The trail is situated in such a way that you can either ride it super hard and really work or you can cruise through some of the features and enjoy yourself. When I was there, I ran into 4 riders, all of whom were quite friendly, although they were all advanced riders so I got out of their way as they were riding and they voiced their appreciation.
The trails are marked quite well for the most part and although the ride isn't enormous, you can do multiple laps on the internal and the external loops for Hustle and Flow. I rode my Trek 820 quite hard through Hustle and Flow and the bike held up fine, as would most non-suspended mountain bikes or inexpensive entry-level bikes. The other riders on the trail (the advanced ones) all had full suspension bikes that definitely cost a few pesos, but i'm not sure if that level of bike is required for the more advanced trails (or if it just makes it more fun).

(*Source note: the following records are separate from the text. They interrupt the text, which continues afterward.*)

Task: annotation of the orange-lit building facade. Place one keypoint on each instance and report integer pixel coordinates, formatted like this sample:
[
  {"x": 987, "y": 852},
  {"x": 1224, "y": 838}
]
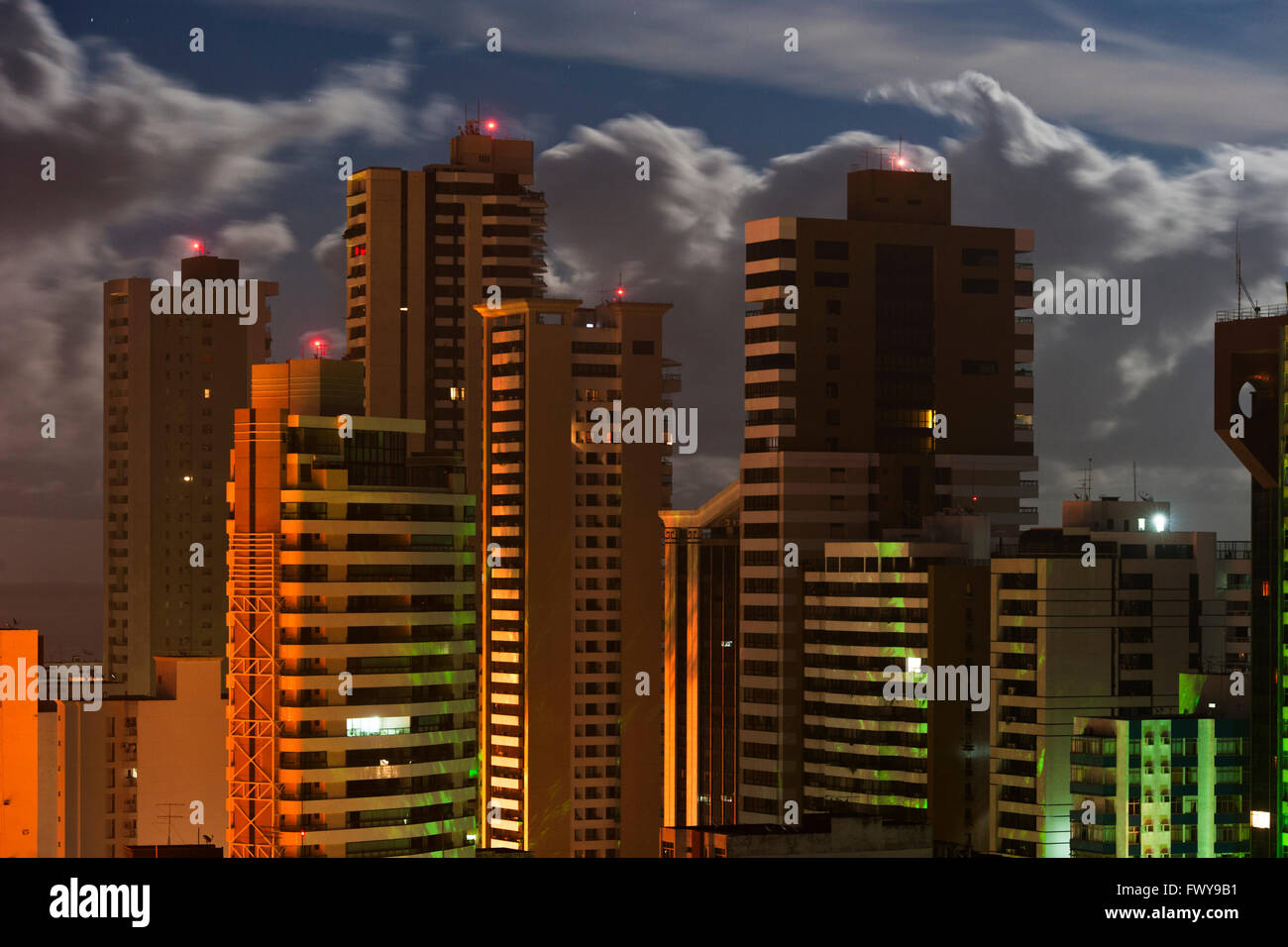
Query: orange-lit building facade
[
  {"x": 30, "y": 768},
  {"x": 421, "y": 249},
  {"x": 699, "y": 736},
  {"x": 351, "y": 630},
  {"x": 571, "y": 693}
]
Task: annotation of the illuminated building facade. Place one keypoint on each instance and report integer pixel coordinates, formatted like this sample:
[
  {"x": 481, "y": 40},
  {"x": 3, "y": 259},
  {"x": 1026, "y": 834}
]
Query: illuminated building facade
[
  {"x": 919, "y": 602},
  {"x": 1248, "y": 416},
  {"x": 699, "y": 732},
  {"x": 1163, "y": 787},
  {"x": 134, "y": 767},
  {"x": 351, "y": 630},
  {"x": 1074, "y": 639},
  {"x": 30, "y": 764},
  {"x": 423, "y": 248},
  {"x": 572, "y": 682},
  {"x": 170, "y": 386},
  {"x": 858, "y": 333}
]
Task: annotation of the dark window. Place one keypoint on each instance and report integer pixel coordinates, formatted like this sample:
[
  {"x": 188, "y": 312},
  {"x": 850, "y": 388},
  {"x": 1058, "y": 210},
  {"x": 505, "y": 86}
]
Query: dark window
[
  {"x": 979, "y": 258},
  {"x": 774, "y": 277},
  {"x": 831, "y": 250},
  {"x": 769, "y": 249}
]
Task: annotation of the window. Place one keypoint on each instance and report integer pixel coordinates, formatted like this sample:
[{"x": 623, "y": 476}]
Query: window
[
  {"x": 831, "y": 250},
  {"x": 825, "y": 278}
]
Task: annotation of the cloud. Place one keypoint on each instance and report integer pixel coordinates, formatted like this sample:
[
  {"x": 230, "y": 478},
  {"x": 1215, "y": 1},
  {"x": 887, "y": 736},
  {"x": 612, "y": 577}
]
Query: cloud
[
  {"x": 262, "y": 241},
  {"x": 329, "y": 252},
  {"x": 1117, "y": 392},
  {"x": 1137, "y": 86}
]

All in all, the trails were marked well, maintained well, they seemed well thought out, and I had a blast during the first of what will be several visits. Getting to the entrance is easy. Take 56th Avenue East exit off I-5 and follow it all the way east until it hits the dead end, which is about 50 yards from a very visible 'trail entrance' sign for the trails. I spoke to a guy who rides there a few times a month and he says that he hasn't had any problems with break-ins as the trail is becoming more of an attraction, but better safe than sorry (i.e. take your valuables, lock them up, etc).